The crowd cheers in my ears. I wave at the unseen figures as the lights go out, blowing kisses like I saw Erik do.
Erik’s such a great guy. It was really nice of him to give me that soup earlier. I hope they have more.
“Alright, that’s a wrap,” Rhian says, grinning her fanged smile. “You two are done for the day.”
“Rhian!” I shout in a sing-song voice. “Your hooves are so dainty. You sound like a tap dancer! We should go dancing!”
I grab her hands and pull her toward me in a simple box step.
She laughs, which is a fantastically beautiful sound. “Yup, Monsterizer’s working as normal.” She frees herself from my grasp and makes a drinking motion to someone in a crew shirt near the snack table.
“The obstacle course was so much fun!” I tell her excitedly, fists balled, bouncing on the tips of my bare, clawed toes. “Can I do it again! OH! We should go get Grace! She’d love this!”
“Alright, alright, calm down,” she smiles, a can of onion soup thrust into her hands by he stagehand. “You’ll get your chance at another physical challenge. Here, drink this.”
“Soup!” I cheer. “I love soup.”
I pop the soda can-style lid and feel the can flash heat under my fingers to perfect sipping temperature.

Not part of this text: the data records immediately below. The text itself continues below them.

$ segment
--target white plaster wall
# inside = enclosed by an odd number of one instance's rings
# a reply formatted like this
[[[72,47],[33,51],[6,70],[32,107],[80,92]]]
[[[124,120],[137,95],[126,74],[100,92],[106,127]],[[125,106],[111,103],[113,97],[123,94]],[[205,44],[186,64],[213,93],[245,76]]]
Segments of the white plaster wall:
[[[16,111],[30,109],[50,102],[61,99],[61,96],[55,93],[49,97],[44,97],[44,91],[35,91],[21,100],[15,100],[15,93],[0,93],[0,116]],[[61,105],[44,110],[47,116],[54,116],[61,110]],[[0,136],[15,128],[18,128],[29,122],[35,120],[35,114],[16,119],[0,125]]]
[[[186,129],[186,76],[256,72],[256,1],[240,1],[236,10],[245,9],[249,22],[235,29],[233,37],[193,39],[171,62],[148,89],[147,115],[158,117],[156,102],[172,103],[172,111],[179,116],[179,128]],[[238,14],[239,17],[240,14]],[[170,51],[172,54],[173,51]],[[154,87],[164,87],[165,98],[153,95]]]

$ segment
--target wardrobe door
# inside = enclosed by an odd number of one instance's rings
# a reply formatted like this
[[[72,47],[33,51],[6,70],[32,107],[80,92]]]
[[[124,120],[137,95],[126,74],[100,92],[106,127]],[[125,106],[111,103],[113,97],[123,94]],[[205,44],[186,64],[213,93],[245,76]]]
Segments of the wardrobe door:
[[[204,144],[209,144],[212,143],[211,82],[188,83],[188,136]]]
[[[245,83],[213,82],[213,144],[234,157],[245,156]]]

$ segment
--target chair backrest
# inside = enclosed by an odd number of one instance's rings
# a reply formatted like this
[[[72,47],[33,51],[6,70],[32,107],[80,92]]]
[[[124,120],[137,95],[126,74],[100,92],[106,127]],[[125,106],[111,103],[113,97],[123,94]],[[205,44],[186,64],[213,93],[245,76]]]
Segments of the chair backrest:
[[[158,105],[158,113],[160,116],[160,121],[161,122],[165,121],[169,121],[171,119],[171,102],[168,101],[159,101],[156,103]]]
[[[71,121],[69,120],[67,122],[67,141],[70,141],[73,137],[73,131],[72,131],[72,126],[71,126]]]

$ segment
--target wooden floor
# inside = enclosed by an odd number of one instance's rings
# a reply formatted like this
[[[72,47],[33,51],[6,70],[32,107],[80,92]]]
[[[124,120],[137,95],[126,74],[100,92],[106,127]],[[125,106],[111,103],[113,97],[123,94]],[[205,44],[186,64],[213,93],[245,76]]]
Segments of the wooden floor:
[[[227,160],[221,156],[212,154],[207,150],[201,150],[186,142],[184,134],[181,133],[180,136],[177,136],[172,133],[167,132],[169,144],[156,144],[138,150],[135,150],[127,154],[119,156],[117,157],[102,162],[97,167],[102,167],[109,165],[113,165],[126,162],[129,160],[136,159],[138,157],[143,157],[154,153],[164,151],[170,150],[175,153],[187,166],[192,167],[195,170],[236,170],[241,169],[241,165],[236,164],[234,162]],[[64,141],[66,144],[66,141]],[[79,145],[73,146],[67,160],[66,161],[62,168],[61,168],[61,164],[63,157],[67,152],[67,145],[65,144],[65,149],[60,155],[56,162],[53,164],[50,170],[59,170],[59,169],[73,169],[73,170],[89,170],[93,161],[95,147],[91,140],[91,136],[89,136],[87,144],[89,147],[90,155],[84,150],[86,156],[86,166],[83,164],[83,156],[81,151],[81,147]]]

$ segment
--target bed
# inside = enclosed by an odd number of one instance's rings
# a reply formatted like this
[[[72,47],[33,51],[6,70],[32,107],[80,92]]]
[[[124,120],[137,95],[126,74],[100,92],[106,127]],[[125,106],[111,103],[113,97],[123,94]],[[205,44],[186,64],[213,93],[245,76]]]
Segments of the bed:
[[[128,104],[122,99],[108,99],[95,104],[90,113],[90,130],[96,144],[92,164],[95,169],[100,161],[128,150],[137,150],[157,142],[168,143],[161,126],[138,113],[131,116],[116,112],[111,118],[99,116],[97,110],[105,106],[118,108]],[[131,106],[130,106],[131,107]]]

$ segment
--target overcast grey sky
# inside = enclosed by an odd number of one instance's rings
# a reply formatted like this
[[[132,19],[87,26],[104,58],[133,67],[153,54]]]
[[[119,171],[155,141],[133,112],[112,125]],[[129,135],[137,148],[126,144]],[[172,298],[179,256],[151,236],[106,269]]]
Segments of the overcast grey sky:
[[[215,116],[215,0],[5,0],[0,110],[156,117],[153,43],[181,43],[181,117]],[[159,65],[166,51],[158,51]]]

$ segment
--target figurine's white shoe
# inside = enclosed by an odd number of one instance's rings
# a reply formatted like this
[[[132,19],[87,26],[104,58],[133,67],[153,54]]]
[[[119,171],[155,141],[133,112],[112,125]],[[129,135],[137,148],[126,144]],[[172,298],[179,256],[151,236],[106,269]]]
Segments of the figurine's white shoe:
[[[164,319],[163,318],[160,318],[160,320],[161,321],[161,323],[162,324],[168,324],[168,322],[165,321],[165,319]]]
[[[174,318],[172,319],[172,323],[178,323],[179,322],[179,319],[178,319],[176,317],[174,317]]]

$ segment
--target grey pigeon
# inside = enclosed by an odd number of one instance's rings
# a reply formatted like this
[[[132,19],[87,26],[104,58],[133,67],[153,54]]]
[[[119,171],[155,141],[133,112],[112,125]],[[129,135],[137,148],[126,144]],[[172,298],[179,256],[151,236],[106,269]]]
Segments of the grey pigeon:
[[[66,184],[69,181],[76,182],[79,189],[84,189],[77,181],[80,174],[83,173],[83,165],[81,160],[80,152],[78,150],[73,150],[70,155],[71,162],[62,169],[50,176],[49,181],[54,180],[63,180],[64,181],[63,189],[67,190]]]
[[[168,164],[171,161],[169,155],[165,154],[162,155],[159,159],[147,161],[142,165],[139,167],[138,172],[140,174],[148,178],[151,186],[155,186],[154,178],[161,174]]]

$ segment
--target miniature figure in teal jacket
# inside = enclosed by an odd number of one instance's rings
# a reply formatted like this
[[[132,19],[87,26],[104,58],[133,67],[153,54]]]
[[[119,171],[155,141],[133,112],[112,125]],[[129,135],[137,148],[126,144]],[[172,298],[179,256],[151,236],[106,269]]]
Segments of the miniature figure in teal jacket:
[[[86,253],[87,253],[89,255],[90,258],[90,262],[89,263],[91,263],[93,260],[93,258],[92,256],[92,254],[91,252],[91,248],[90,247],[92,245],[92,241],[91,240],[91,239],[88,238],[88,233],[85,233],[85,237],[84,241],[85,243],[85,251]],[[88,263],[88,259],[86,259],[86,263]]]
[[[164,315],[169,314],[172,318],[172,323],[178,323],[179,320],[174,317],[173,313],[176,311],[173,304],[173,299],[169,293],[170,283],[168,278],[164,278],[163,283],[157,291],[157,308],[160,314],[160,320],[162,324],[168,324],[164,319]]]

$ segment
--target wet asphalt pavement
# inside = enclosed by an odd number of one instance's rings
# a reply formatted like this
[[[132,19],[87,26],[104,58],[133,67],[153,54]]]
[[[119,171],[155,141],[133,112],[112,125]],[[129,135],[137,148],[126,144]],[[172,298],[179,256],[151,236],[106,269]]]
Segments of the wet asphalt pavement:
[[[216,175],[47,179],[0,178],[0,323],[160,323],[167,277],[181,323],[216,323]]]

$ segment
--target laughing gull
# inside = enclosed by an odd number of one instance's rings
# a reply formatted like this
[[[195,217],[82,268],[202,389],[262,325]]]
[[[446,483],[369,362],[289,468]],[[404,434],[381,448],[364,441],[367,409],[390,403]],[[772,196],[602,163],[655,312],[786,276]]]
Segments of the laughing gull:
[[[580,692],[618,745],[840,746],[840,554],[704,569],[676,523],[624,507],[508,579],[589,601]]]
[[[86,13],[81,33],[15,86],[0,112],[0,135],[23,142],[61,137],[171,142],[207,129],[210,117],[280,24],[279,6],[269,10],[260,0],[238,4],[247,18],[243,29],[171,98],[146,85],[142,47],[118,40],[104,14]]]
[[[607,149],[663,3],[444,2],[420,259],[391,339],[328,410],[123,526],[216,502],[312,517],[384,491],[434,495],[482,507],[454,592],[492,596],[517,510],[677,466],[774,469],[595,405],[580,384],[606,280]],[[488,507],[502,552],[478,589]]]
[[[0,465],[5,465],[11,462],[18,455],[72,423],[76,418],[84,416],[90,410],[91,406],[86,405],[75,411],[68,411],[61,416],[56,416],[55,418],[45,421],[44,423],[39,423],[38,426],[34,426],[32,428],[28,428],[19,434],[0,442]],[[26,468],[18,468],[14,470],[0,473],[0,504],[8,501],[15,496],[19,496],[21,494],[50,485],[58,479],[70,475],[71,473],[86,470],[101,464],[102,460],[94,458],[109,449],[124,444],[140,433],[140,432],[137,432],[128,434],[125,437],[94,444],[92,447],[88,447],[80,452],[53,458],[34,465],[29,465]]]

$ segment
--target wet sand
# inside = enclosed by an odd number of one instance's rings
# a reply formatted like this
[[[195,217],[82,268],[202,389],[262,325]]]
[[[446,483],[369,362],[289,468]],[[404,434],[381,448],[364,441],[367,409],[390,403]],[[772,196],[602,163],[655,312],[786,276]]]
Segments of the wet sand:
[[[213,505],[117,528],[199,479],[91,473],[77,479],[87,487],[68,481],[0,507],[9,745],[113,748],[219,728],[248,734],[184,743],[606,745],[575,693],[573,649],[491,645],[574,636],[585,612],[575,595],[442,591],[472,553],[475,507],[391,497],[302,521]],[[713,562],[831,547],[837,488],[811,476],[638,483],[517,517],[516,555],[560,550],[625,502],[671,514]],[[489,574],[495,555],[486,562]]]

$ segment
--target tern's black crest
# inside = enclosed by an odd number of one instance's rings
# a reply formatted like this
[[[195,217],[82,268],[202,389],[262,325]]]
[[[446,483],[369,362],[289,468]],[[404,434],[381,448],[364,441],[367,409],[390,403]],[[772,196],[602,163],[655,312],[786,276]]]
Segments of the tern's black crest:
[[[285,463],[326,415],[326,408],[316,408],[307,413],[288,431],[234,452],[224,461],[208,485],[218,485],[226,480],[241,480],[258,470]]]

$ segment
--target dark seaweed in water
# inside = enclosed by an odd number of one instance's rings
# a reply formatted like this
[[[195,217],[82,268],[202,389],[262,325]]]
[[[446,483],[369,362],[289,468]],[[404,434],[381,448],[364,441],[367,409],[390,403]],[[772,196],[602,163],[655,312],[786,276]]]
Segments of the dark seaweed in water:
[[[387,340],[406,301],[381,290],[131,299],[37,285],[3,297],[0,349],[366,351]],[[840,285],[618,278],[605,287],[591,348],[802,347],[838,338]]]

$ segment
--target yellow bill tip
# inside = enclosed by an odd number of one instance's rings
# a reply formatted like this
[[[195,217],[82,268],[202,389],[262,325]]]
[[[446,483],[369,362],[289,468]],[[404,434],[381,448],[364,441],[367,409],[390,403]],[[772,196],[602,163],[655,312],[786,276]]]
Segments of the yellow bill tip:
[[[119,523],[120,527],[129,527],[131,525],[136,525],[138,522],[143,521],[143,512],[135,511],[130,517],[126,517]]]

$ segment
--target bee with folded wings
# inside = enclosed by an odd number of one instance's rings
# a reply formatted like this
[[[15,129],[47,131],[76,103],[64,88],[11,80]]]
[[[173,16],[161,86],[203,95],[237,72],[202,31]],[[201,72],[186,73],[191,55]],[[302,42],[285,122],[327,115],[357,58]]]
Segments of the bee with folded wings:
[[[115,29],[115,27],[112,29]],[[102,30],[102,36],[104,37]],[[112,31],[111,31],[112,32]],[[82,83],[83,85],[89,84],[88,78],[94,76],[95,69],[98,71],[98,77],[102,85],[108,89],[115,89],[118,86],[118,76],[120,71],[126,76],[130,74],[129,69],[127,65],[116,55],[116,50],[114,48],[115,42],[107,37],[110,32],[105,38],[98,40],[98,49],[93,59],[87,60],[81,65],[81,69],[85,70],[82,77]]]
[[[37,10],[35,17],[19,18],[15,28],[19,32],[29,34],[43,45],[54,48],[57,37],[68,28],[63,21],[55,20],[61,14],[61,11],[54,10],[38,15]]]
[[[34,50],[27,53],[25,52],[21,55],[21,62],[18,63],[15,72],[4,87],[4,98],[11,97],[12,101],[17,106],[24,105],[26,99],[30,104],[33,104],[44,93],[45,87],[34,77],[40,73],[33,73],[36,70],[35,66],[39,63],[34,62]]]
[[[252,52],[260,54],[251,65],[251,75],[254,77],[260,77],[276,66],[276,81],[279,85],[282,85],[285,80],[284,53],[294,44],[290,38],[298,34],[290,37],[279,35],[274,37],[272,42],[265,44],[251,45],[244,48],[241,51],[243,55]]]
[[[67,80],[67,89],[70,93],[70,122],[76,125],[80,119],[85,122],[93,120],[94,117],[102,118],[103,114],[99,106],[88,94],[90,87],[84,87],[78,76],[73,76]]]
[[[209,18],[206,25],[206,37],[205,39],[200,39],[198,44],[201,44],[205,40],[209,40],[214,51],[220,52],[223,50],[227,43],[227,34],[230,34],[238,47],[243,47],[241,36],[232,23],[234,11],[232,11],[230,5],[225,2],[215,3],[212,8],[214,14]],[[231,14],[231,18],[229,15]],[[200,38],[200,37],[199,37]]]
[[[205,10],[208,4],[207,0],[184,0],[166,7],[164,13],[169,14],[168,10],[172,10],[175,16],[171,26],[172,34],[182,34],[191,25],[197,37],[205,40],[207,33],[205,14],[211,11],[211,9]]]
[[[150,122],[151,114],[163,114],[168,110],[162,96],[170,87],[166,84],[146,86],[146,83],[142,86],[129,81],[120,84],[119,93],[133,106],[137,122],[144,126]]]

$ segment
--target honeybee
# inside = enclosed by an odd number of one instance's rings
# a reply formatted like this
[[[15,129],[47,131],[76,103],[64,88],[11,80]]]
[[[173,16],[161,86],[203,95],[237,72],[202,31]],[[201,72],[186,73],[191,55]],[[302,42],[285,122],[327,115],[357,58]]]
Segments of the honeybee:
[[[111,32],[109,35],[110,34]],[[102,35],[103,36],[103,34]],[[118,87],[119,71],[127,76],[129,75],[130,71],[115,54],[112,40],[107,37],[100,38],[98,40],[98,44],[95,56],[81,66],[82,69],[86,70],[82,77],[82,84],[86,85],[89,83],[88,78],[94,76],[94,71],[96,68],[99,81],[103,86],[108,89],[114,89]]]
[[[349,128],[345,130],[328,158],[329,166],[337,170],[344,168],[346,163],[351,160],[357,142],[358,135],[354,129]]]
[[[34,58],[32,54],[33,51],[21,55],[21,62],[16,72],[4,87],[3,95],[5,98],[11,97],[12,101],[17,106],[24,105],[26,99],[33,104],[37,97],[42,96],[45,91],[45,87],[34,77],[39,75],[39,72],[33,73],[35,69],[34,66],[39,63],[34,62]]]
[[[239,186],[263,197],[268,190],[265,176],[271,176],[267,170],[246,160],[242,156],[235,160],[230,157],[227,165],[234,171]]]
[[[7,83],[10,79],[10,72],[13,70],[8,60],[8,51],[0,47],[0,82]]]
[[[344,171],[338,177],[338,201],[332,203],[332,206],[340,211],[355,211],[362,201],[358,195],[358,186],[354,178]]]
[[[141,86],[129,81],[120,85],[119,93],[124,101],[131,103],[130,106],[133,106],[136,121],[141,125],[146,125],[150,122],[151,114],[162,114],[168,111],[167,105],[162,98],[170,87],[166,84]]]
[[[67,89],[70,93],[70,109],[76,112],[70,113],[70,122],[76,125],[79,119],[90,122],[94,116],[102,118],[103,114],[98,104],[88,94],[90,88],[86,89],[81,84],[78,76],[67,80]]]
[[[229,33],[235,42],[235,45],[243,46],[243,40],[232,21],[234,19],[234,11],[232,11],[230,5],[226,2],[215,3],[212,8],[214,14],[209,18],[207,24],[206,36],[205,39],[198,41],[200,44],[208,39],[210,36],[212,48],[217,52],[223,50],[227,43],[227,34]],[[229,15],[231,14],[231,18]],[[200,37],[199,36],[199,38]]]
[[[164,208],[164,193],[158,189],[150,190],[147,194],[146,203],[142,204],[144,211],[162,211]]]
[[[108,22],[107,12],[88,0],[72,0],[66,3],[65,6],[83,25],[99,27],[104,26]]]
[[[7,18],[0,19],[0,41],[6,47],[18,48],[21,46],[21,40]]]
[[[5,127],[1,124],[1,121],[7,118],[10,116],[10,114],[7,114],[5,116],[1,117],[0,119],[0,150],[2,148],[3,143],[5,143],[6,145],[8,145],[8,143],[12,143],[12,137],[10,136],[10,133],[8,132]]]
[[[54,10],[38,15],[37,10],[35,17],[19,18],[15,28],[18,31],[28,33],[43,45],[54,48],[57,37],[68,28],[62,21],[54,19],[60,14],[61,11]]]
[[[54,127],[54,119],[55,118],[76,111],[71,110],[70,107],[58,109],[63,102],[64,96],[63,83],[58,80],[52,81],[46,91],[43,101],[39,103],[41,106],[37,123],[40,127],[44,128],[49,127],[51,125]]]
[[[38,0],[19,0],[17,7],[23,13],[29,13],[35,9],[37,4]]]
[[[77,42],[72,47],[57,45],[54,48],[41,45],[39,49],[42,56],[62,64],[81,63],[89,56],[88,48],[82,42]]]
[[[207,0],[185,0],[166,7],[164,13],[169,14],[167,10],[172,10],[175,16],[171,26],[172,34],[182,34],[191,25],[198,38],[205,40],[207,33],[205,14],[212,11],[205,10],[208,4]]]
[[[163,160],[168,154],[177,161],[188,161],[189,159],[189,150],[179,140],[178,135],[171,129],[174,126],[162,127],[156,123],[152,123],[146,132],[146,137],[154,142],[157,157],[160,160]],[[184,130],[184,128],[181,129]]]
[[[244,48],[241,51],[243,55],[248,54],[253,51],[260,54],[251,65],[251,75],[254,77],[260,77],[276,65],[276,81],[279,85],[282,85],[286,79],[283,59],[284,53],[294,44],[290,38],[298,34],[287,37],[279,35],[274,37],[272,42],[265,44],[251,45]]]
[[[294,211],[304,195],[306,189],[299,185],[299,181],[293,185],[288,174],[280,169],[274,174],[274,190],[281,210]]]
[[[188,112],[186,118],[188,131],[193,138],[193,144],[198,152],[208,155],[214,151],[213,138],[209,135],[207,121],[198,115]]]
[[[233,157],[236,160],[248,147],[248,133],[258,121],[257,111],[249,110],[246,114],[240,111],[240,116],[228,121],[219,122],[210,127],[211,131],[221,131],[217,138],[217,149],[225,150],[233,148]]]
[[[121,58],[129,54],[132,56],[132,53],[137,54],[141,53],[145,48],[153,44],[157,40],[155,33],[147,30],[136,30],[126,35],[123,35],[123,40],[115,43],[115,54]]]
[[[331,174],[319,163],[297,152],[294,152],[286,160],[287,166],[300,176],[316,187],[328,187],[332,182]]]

“And you can have all you want in your dressing room,” Rhian says in a placating tone. “You need a shower…you’ve been bleeding all over my set.”
“I love showers!” I tell her, draining the can, looking down at the lovely red color of my blood staining my sleep clothes.
“Well, you’ve got your own in your dressing room, and the audience voted you some clothes, too. Come on, I’ll take you there.”
“You’re so nice,” I tell her. “Just like…the nicest hoofed lady.”